Quick note on the font as I got a couple questions – I used a non-standard font downloaded from Google Fonts for this plot. It is fairly straightforward to get this working, but out of scope of this tutorial. You can always subsitute the font of choice that you know is installed on your computer.

``````my_font <- 'Quicksand Light'
my_background <- 'antiquewhite'
my_pal <- c('#F8AFA8','#74A089') #colors for bars (from wesanderson)
my_theme <- my_theme <- theme(text = element_text(family = my_font),
rect = element_rect(fill = my_background),
plot.background = element_rect(fill = my_background, color = NA),
panel.background = element_rect(fill = my_background, color = NA),
panel.border = element_blank(),
plot.title = element_text(face = 'bold', size = 20),
plot.subtitle = element_text(size = 14),
panel.grid.major.y = element_blank(),
panel.grid.minor.y = element_blank(),
panel.grid.major.x = element_line(color = 'grey75'),
panel.grid.minor.x = element_line(color = 'grey75'),
legend.position = 'none',
plot.caption = element_text(size = 8),
axis.ticks = element_blank(),
axis.text.y =  element_blank())

theme_set(theme_light() + my_theme)
``````

### Make the Plot

So the question for the bar chart race in gganimate was how to make the transitions between time periods smooth. Thankfully, I found this EXTREMELY helpful stackoverflow post that directed me toward the use of geom_tile() and saved a lot of time when I otherwise probably would have wasted a lot of time testing out geom_bar().

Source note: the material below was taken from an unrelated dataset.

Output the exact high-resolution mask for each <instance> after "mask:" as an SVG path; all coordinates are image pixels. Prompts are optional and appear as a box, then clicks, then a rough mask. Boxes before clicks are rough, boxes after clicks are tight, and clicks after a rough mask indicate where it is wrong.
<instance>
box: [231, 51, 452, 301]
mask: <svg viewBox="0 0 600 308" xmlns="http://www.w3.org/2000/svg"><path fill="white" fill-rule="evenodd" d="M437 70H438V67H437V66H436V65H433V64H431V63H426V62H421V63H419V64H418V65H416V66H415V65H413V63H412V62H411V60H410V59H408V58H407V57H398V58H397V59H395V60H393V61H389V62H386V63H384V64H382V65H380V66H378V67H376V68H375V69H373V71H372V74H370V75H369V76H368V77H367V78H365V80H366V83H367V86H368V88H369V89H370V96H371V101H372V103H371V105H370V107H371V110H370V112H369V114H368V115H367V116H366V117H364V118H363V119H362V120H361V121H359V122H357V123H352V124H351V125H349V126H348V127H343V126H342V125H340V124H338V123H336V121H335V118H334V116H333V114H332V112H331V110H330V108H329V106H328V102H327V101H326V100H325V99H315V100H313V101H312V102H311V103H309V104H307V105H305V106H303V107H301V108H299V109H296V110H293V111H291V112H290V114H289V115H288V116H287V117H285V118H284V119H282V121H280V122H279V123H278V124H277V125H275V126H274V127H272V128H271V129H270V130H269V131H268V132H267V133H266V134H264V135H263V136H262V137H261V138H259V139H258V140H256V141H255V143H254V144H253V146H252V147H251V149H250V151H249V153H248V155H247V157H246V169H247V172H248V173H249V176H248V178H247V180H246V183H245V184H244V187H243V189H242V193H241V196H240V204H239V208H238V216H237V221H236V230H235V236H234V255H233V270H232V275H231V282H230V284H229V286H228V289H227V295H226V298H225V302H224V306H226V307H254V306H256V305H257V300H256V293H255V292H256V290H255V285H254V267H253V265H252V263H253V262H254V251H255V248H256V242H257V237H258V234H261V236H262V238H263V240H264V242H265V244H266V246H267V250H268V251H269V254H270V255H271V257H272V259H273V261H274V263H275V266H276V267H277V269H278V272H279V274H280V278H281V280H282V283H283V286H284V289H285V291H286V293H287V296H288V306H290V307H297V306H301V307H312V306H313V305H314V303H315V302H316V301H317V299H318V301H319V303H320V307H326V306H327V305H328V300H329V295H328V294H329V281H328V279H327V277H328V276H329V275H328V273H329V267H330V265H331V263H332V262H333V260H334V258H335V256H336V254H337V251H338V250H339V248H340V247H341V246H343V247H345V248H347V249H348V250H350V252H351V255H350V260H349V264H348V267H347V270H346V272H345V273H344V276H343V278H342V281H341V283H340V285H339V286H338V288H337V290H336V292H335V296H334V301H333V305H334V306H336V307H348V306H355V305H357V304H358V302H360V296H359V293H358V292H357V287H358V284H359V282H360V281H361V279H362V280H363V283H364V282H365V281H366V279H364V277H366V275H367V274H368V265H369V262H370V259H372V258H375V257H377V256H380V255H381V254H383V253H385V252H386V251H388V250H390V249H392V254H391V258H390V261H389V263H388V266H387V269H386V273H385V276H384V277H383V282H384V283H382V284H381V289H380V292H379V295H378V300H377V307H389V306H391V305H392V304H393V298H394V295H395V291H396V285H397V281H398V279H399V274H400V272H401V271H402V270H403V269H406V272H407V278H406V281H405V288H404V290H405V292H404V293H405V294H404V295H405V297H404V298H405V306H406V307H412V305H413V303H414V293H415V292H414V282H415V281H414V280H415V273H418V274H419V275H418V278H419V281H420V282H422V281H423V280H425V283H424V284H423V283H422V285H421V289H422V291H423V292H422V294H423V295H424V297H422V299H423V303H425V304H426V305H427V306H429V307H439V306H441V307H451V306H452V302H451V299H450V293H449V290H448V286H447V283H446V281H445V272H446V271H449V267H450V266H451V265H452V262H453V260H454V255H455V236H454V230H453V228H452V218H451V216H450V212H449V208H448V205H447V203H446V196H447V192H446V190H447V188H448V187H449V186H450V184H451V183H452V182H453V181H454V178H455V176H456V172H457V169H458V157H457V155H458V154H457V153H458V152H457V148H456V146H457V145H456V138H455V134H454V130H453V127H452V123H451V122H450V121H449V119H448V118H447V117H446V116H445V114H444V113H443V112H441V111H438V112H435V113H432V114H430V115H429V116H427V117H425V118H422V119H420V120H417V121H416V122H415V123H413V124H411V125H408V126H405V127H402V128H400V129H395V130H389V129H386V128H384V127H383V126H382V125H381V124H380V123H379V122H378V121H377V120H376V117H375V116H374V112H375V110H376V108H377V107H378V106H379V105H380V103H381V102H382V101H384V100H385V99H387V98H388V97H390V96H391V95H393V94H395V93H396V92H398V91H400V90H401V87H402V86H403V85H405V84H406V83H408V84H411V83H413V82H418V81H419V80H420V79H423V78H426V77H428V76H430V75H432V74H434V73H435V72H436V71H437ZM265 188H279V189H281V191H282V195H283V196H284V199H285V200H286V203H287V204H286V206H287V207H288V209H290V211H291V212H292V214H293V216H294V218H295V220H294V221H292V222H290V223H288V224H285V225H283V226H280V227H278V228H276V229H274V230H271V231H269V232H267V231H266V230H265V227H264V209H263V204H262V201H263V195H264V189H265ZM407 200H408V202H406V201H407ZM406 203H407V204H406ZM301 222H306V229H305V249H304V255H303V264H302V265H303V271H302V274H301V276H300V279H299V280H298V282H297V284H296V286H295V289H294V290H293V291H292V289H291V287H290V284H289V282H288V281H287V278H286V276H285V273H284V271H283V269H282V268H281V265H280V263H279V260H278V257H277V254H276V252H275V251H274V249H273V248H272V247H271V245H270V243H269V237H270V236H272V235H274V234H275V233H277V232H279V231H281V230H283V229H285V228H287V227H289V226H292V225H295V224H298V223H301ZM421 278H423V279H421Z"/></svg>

``````final_plot <- ggplot(aes(ordering, group = name), data = final_df) +
geom_tile(aes(y = rolling_win_count / 2,
height = rolling_win_count,
width = 0.9, fill=gender), alpha = 0.9) +
scale_fill_manual(values = my_pal) +
geom_text(aes(y = rolling_win_count, label = name), family=my_font, nudge_y = -2, size = 3) +
#convert to character to get rid of blurry trailing decimals
geom_text(aes(y = rolling_win_count, label = as.character(rolling_win_count)), family=my_font, nudge_y = 0.5) +
geom_text(aes(x=1,y=18.75, label=paste0(curr_year)), family=my_font, size=8, color = 'gray45') +
coord_cartesian(clip = "off", expand = FALSE) +
coord_flip() +
labs(title = 'Most Grand Slam Singles Championships',
subtitle = 'Open Era Only',
caption = 'data source: Wikipedia | plot by @emilykuehler',
x = '',
y = '') +
transition_states(frame_id,
transition_length = 4, state_length = 3) +
ease_aes('cubic-in-out')
`````` This was my first time working with gganimate and in addition to the posts already mentioned, I found this post by Will Chase to be invaluable.